Published online by Cambridge University Press: 22 September 2009
We have a distance to go in restoring the balance between universalist and historical explanation, and in giving full weight to the principle that, to understand a linguistic system, we must know how it came to be.
Labov (1981: 305, citing Jespersen 1924, ch. 2)Historical linguistics includes the study of language change. For many linguists studying language change, it is taken as given that “to understand a linguistic system, we must know how it came to be.” In this chapter I will show that the central findings of Evolutionary Phonology are in concert with this view. The bulk of the arguments presented up to this point demonstrate that there are good historical phonetic explanations for most common sound patterns. As suggested in chapter 9, attributing common sound patterns to common phonetically motivated sound change allows synchronic grammars to be primarily descriptive, liberated from the burden of explanation and naturalness.
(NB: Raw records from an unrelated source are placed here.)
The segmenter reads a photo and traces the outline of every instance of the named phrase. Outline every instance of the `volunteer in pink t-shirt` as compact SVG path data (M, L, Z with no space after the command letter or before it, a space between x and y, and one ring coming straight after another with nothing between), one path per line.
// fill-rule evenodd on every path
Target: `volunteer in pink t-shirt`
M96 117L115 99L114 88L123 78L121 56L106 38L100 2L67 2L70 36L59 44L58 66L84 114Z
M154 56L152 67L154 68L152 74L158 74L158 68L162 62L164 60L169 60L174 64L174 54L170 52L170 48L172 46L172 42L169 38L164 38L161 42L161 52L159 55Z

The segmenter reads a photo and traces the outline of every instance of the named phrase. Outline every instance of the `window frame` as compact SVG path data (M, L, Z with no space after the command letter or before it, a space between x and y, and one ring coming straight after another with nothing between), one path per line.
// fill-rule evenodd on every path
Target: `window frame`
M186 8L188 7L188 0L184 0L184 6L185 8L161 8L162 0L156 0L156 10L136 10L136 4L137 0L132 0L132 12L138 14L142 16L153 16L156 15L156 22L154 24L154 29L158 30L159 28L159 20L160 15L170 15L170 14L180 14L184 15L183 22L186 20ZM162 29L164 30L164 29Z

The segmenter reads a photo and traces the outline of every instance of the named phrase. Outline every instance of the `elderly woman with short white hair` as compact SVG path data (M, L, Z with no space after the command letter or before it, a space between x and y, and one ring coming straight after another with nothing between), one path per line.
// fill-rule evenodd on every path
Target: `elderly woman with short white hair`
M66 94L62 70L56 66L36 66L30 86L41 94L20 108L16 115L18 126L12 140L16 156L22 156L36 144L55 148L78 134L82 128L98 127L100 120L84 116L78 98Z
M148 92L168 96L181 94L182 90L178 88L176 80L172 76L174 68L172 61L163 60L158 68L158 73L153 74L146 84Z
This is a welcome result, since synchronic markedness accounts seem, at best, to duplicate properties of phonetically motivated sound change or raw frequency effects. At their worst, markedness accounts rule out attested sound patterns, fail to explain why a particular sound pattern is more or less marked than some other, and still make reference to historical explanations when a highly marked pattern arises. Since the bulk of explanation for attested phonological systems is now pushed into the diachronic dimension, one must ask whether the proposed model of sound change is consistent with findings in historical linguistics.